Certes, 8% des jeunes pousses françaises indiquent encore qu’elles ont l’intention de réduire leur nombre d’employés dans les prochains mois, relevait cette semaine Franck Sebag, associé du cabinet EY, lors de l’événement annuel de l’association France Digitale, qui fédère l’écosystème.
Mais d’autres affichent dans le même temps leur intention de grossir.
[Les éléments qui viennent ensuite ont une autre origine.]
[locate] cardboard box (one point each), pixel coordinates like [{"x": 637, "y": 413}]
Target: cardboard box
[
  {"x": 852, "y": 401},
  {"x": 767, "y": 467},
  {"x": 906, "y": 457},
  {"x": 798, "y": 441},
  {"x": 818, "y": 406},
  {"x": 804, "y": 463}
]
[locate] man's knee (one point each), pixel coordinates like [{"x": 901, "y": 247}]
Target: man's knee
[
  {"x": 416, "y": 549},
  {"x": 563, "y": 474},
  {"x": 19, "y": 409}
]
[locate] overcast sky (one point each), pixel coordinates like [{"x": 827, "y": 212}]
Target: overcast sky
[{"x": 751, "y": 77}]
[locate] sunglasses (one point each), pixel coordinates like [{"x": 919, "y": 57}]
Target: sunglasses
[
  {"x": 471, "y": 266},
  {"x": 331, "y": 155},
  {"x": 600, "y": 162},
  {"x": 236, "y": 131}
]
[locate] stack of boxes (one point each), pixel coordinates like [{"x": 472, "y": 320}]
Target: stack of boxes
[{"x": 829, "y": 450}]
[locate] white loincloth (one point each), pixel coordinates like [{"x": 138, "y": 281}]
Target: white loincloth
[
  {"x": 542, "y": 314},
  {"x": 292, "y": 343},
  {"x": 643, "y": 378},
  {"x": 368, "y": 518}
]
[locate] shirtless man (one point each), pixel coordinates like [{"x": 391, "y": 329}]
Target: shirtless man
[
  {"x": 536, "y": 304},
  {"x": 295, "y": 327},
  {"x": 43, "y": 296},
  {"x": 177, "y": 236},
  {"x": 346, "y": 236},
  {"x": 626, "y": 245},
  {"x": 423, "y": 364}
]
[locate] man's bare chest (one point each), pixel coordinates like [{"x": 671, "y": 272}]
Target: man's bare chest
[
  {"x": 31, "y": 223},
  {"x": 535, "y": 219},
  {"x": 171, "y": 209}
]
C’est notamment le cas de Pasqal, star tricolore de l’informatique quantique qui, après avoir levé 100 millions d’euros en début d’année, a plus que doublé ses effectifs et compte désormais environ 200 salariés.
Il s’agit notamment d’équipes commerciales pour commencer à générer des revenus auprès de ses clients (automobiles, banques…) et prouver la pertinence industrielle de cette technologie à l’immense potentiel, mais encore loin d’être mature.
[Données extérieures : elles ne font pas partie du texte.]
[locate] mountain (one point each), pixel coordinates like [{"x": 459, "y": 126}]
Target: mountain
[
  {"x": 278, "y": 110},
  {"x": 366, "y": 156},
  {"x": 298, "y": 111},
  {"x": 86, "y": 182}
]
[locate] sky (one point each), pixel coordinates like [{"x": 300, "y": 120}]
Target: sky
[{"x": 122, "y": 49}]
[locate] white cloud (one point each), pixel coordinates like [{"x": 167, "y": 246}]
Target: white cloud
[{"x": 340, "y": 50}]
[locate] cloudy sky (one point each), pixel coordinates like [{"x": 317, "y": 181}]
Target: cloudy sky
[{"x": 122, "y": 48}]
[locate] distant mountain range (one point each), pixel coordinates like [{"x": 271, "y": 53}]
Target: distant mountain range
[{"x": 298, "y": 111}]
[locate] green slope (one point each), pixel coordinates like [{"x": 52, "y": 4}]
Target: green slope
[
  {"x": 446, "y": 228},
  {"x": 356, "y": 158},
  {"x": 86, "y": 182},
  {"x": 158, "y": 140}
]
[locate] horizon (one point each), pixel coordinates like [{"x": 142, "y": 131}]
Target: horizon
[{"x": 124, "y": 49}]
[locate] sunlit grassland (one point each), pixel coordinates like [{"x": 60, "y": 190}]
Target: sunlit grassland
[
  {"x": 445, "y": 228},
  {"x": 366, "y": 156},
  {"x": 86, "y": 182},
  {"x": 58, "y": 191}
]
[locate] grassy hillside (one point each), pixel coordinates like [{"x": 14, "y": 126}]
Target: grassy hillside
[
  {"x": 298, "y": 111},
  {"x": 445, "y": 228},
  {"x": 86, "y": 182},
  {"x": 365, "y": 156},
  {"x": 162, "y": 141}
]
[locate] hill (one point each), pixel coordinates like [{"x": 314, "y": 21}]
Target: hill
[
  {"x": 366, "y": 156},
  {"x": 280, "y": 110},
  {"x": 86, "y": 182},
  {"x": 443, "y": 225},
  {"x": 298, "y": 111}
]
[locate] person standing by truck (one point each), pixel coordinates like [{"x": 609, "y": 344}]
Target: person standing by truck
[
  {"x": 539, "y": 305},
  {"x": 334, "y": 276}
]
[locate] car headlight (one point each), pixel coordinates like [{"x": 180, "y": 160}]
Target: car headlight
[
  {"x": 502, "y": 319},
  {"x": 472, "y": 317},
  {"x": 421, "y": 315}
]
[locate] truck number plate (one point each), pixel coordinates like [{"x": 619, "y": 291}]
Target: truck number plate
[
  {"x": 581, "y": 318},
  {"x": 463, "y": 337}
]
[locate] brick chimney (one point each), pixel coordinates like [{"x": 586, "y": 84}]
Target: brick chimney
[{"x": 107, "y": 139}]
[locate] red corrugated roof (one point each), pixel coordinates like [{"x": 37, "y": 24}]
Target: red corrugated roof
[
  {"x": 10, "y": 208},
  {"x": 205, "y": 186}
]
« Il faut continuer à convaincre les grands groupes et les investisseurs pour qu’ils nous aident à changer d’échelle », explique à l’AFP Nicolas Proust, représentant de l’entreprise lors du colloque de France Digitale.
– Investisseurs plus prudents –
Même s’il estime que la crise ne fait que débuter et qu’elle laissera « beaucoup de gens sur le carreau », Vincent Huguet, cofondateur de Malt, une plateforme de mise en relation de freelances avec des entreprises, y voit un « cycle de destruction créatrice ».
« Pour nos propres recrutements, c’est mieux qu’il y a un an ou deux, car on a moins de concurrence », souligne-t-il. « Des jeunes qui n’ont connu qu’un marché haussier pensaient qu’il était normal d’avoir des augmentations à chaque changement de poste, alors que ce n’est pas le cas ».
Car la crise du financement oblige avant tout à rationaliser les dépenses et à se montrer moins dispendieux qu’à l’ère de l’argent gratuit.
En l’occurrence, après avoir levé près de 13,6 milliards d’euros en 2022 (+15% en un an), les entreprises technologiques françaises n’ont réussi à mobiliser que 4,2 milliards d’euros au premier semestre 2023, soit une baisse de 49% par rapport à la même période l’année précédente, selon le baromètre du capital-risque en France publié par EY.
Même la levée de fonds record de « plus de 2 milliards d’euros » annoncée mi-septembre par la start-up Verkor pour ouvrir une gigantesque usine de batteries dans le nord de la France peine à masquer ce bilan morose.
Il n’y a pas de baisse du nombre d’opérations, mais de leur montant, nuance toutefois Franck Sebag, qui ajoute que, « ce qui a disparu, ce sont tous les tours supérieurs à 100 millions d’euros ».
« Les investisseurs sont prudents et ne financent plus les grosses pertes d’exploitation sans y regarder de plus près », appuie Clara Audrey, associée du fonds d’investissement Jolt Capital.
« Après une période de taux négatifs où l’argent brûlait les doigts et était investi n’importe où », les entreprises « ont découvert le mot rentabilité » et sont forcées de donner de la visibilité sur leur modèle économique, constate le cofondateur du site Meilleurtaux Placement, Marc Fiorentino.
Le chiffre d’affaires moyen des quelque 13.000 start-up françaises a ainsi bondi l’année dernière de 32% à 5,4 milliards d’euros, dont plus de la moitié provient des grands groupes, selon des données financières analysées par EY et France Digitale.